Das deutsche Judentum

Eine moderne Tragödie

Von Jakob HessingRSS-Newsfeed neuer Artikel von Jakob Hessing

Besprochene Bücher / Literaturhinweise

Das Leo Baeck Institut, nach dem letzten großen Rabbiner des deutschen Judentums in den Jahren seiner Vernichtung genannt, wurde bald nach dem Zweiten Weltkrieg gegründet. An drei Zweigstellen - in New York, London und Jerusalem - erforscht es die Diaspora, die von der Französischen Revolution bis ins frühe 20. Jahrhundert den hoffnungsvollen Beginn einer modernen jüdischen Existenz zu bezeichnen schien. Im Auftrag des Instituts legt ein internationales Autorenteam jetzt vier umfangreiche Bände vor, in denen Juden und Nichtjuden aus Israel und der Bundesrepublik, aus Amerika und England der deutsch-jüdischen Begegnung in ihrer Komplexität und Dialektik, ihrer Zweideutigkeit und Tragik gerecht zu werden versuchen.

Mit Katastrophen ist das jüdische Kollektivgedächtnis nicht unvertraut.

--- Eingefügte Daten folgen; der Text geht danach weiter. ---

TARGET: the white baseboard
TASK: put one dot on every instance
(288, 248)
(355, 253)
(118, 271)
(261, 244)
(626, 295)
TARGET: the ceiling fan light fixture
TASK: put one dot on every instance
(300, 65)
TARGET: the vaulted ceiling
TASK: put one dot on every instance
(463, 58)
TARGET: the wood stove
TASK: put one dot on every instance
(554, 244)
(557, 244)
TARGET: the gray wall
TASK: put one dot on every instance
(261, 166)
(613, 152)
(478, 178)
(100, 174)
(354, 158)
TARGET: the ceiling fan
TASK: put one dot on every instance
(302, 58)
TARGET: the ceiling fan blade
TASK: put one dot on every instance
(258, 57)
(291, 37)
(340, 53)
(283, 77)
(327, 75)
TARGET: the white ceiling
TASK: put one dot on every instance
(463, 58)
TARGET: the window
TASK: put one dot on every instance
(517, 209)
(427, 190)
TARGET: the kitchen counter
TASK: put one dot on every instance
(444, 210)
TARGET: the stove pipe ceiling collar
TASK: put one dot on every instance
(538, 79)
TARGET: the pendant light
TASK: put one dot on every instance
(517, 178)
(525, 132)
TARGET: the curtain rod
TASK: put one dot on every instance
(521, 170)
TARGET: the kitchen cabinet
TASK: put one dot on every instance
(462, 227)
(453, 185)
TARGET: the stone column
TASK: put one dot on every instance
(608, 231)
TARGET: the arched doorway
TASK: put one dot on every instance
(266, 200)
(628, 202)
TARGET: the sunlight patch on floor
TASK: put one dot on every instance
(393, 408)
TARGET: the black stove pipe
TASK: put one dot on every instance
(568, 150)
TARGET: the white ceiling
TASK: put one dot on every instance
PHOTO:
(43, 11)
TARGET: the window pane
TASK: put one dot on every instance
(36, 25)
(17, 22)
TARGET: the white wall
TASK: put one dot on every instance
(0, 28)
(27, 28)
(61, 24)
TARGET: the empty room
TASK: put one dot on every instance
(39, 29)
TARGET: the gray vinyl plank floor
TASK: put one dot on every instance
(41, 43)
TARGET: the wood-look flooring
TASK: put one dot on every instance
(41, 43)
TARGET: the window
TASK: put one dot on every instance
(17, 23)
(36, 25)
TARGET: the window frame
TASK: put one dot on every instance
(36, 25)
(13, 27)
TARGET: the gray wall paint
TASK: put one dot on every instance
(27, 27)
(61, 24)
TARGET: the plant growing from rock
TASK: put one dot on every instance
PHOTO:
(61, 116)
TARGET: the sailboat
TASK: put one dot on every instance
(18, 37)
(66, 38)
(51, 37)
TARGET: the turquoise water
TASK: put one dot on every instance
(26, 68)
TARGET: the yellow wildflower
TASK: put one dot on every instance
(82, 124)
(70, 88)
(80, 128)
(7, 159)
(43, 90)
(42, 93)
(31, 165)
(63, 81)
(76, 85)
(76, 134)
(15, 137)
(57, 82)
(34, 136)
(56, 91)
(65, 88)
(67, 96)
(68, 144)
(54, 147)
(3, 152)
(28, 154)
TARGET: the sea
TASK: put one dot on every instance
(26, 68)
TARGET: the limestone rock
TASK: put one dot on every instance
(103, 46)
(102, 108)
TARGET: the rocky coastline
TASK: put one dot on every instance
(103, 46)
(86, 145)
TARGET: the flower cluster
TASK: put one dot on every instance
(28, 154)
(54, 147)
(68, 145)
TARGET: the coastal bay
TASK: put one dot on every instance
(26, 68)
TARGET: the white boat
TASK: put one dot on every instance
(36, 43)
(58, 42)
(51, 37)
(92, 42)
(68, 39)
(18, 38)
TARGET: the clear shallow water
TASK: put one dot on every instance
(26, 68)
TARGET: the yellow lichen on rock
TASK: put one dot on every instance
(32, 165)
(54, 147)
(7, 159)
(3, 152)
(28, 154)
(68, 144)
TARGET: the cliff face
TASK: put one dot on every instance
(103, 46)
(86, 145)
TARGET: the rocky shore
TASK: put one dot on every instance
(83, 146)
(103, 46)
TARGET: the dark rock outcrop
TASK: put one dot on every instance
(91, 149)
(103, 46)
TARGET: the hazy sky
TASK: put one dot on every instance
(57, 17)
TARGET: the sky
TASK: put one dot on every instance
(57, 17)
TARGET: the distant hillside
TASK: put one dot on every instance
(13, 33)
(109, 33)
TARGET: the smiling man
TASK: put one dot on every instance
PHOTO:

Schon bald nach der Landnahme wurden zehn der zwölf Stämme Israels von den Assyrern deportiert und blieben verschollen; wenig später verlor der Restbestand des Volkes seine nationale Unabhängigkeit, als er in die Babylonische Gefangenschaft geriet; und die Römer eroberten Jerusalem zu Beginn der christlichen Zeitrechnung, trieben die Juden ins Exil. Begleitet indessen wurde dieser tausendjährige Niedergang, der von der Höhe des salomonischen Zeitalters zur Tempelzerstörung führte, von einer einzigartigen Chronik: Die Bibel erzählte den Leidensweg des Gottesvolkes als Heilsgeschichte und gab den Juden damit eine seelische Heimat, in der sie sich geistig immer wieder regenerierten und die dunkelsten Tage der Verfolgung überlebten.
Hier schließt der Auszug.